The country seriously needs to evaluate this institution, which holds such a central role in our democracy. This ideal is the monarchy’s biggest hurdle in its argument for continuation. Today, the monarchy sits increasingly awkwardly amongst our country’s parliamentary and electoral institutions. It is antiquated and forces the political system to bend to its shape – something that is increasingly stretching our democracy. Meanwhile, the country sees practical debate on the monarchy as an untouchable topic – we need to dispense with this feeling before the moment for change passes us by.

The rule of law and democratic norms have, in recent years, been stretched to breaking point by a monarchy awkwardly wedged in the democratic system. Government power, the legislative process, and the constitution all rely on the monarch in various ways. Prerogative powers are vested in the Prime Minister – this has given rise to an ever more powerful executive, who faces no checks and balances thanks to the constitutional arrangements involving the monarch’s position as head of state.
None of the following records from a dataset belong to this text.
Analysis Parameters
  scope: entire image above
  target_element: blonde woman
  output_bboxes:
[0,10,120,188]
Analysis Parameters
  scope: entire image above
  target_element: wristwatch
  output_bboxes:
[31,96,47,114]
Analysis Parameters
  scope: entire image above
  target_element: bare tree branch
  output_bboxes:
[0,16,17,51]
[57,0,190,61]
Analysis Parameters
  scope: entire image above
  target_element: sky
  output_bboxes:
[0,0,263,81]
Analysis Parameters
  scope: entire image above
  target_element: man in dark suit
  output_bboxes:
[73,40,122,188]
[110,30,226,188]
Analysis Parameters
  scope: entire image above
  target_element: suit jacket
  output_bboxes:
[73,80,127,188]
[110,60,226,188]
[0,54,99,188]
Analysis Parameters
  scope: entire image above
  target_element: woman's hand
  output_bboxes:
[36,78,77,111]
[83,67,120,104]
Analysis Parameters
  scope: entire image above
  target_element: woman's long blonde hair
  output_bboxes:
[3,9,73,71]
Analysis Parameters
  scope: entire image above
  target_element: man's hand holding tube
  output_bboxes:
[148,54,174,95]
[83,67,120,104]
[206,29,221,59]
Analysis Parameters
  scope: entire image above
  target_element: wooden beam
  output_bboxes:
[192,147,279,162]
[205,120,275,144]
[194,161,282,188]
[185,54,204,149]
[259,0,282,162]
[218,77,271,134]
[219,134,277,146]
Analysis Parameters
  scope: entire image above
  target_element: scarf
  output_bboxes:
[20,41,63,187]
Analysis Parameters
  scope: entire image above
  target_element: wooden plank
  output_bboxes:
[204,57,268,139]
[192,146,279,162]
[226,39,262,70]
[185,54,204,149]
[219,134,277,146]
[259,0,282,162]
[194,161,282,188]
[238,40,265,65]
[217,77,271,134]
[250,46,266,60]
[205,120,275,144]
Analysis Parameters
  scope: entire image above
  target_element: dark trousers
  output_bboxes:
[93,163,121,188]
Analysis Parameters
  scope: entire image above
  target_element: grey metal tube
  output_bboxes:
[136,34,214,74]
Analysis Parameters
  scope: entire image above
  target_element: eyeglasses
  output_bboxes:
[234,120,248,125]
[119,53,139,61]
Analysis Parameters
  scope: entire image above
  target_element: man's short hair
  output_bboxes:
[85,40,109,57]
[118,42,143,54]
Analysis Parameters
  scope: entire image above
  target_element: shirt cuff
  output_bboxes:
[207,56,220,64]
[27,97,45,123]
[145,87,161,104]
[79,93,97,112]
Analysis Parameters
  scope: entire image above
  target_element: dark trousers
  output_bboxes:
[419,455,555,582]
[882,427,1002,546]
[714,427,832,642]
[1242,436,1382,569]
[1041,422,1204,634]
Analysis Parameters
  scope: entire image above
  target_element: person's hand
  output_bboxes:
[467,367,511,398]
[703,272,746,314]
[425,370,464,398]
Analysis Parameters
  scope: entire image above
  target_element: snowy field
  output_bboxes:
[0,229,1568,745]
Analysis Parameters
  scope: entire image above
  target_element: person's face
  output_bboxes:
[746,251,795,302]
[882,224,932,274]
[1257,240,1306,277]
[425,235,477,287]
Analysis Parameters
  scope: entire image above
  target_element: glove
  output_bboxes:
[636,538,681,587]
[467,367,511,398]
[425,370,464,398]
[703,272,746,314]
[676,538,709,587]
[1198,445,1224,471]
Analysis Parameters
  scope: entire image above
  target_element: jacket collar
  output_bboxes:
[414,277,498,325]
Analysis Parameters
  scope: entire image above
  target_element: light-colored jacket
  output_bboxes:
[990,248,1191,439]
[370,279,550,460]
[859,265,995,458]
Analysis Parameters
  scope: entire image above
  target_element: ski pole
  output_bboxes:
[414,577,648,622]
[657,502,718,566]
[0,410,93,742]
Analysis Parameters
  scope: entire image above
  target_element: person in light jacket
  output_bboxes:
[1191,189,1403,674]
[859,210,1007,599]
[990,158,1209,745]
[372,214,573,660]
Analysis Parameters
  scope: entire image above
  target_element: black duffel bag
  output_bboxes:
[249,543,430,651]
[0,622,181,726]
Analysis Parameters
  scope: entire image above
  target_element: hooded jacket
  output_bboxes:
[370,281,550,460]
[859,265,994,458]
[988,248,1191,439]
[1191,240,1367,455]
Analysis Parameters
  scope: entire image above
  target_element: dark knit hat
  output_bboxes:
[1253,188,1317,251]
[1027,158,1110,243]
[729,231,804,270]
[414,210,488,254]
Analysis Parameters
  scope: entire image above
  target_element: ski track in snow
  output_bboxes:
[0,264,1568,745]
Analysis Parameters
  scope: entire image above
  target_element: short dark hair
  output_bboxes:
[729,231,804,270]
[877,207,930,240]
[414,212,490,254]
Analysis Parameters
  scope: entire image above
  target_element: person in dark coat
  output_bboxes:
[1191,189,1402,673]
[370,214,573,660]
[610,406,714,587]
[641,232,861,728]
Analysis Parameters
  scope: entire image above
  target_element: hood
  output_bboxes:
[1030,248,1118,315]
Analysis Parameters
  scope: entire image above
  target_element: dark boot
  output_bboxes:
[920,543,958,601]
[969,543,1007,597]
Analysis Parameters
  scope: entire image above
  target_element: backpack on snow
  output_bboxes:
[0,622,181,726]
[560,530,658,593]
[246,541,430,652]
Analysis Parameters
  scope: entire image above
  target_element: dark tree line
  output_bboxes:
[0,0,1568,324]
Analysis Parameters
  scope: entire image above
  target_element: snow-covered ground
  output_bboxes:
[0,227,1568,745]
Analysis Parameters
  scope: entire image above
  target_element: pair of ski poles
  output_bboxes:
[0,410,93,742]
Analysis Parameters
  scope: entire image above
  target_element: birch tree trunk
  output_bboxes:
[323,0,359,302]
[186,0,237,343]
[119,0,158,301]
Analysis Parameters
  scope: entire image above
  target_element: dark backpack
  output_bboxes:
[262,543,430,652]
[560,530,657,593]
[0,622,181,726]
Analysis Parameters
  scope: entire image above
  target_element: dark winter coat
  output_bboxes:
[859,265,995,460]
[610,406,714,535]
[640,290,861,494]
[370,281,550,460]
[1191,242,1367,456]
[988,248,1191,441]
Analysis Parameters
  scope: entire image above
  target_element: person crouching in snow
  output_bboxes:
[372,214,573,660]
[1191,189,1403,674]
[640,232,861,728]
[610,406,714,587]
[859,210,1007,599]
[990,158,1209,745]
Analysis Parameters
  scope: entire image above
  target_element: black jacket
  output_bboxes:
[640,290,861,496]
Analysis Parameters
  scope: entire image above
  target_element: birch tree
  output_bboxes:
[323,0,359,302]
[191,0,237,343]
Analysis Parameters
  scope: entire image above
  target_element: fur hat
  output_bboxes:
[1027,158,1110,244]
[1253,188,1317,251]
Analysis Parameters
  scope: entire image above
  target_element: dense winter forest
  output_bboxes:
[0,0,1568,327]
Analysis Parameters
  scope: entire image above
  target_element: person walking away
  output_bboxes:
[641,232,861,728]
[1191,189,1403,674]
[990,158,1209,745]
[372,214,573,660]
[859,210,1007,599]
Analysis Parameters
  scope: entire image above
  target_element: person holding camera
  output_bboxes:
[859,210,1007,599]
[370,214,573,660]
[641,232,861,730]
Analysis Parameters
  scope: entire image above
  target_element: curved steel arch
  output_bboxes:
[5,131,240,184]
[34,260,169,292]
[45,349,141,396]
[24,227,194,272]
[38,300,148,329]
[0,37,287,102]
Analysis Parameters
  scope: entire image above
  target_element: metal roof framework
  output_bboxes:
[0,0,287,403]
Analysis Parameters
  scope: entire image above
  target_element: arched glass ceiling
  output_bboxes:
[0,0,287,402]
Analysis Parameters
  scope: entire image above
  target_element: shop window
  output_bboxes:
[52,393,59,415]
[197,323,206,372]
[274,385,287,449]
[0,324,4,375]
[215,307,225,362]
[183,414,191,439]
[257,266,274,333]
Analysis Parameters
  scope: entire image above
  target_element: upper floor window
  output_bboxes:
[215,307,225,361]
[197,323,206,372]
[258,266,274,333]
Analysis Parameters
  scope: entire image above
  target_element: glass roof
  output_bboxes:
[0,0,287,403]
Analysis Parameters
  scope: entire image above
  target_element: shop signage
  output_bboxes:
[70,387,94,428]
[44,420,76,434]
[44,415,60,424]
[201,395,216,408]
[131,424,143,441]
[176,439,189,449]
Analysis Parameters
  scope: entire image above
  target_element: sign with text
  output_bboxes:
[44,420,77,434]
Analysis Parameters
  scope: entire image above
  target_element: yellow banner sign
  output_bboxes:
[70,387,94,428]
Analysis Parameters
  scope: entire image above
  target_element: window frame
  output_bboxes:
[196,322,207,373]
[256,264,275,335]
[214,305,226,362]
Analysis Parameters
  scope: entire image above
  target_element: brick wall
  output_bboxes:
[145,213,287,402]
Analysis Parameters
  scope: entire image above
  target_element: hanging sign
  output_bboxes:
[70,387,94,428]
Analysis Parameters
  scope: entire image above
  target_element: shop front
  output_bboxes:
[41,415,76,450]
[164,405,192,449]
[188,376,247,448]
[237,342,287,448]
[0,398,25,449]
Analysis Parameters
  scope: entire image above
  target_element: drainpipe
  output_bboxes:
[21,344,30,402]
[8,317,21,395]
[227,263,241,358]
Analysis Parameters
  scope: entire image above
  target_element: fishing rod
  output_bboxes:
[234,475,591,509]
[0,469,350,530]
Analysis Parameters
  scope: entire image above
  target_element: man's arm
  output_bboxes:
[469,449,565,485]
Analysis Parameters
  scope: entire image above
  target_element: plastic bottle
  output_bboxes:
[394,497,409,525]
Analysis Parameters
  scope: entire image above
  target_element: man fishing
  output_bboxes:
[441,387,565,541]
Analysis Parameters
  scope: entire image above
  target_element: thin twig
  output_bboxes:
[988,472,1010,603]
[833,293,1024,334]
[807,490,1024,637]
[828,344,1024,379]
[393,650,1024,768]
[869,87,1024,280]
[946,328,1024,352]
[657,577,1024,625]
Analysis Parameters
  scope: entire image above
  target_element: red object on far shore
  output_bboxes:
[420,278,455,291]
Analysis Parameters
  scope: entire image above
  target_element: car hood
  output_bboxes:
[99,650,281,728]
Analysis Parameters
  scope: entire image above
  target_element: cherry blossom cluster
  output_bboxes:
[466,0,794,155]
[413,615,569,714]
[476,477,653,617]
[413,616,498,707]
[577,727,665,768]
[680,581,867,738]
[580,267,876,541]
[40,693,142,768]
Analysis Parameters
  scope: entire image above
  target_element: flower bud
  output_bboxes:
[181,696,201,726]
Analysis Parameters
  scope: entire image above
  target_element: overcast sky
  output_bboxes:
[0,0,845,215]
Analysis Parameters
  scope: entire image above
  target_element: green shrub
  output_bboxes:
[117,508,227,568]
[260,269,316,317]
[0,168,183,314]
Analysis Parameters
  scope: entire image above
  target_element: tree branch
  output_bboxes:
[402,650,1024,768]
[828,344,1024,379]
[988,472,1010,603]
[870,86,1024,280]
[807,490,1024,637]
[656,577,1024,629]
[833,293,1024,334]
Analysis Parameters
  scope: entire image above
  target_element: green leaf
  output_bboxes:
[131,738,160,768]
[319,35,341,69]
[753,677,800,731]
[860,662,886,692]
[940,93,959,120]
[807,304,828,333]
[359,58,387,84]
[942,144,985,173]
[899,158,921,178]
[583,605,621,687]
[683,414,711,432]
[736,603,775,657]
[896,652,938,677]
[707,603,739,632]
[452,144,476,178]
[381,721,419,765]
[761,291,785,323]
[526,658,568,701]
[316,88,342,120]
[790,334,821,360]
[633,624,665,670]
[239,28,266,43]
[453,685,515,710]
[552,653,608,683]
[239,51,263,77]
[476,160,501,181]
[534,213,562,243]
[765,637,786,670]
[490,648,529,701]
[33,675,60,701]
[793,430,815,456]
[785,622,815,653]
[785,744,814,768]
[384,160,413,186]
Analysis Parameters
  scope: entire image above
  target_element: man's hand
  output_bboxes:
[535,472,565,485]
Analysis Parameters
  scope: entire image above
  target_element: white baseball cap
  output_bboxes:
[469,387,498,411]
In 2019, the Queen had to silently accept the PM’s unconstitutional behaviour, as it would be outrageous for her to wade into the matter. This intersection of monarch and democracy outright fails today – Boris Johnson has helped make the case for an elected head of state who is entrusted with checking a power-hungry PM willing to repeatedly run roughshod over the constitution.


Germany serves as a prime example – the country’s president, Frank-Walter Steinmeier

used an address to issue a rare but scathing rebuke of politicians who had brokered

payments for PPE deals… sound familiar? In the UK such dodgy practises went unchecked. This modern head of state can bring a democracy’s failings to light, and in doing so protects the rules governments and leaders must abide by. The need for change is all the more pressing as the UK backslides towards the status of a ‘flawed democracy’.


Today, the UK has radically changed since the last ascension. The monarchy has

periodically tried to keep peace, but attempts have fallen flat, providing evidence it’s past the point of mere reform. The country has become increasingly secular and multi-ethnic, whilst the monarchy remains a narrow hereditary selection of the country. At the next coronation, the monarch will continue the tradition of taking the sacral anointment, something that will juxtapose with the realities of a modern UK, with a multi-faithed population. For reference, all other monarchies have abandoned this tradition. Why shouldn’t the head of state have a covenant more in line with the country – even through election, giving rise to a head of state that looks more like the country? Ceremonial presidents provide such a template for a stable future head of state based on an electoral system.


Abolishing the monarchy should, of course, come as part of a larger package of constitutional reforms – electing parliaments second chamber, expanding and deepening fundamental rights, and the dispersing of political power to a more local level – reforms which a new head of state will be central to. A modern head of state would strengthen and renew our democracy, allowing the country to reassert itself on the world stage as a full- throated advocate for the fragile ideal of democracy. It would be refreshing to have a conversation about what kind of modern state we want to be. It would also benefit our

country to imagine what a leader’s contract to the nation should embody, and the background that individual has (one based on merit not privilege.) This all comes at a pertinent time, with the county questioning itself after years of upheaval through Brexit and a global pandemic.


Now is the time to lay out the evolution our democracy requires: to think seriously about replacing the monarchy with a dynamic future-facing system – an elected head of state can provide what our modern democracy needs.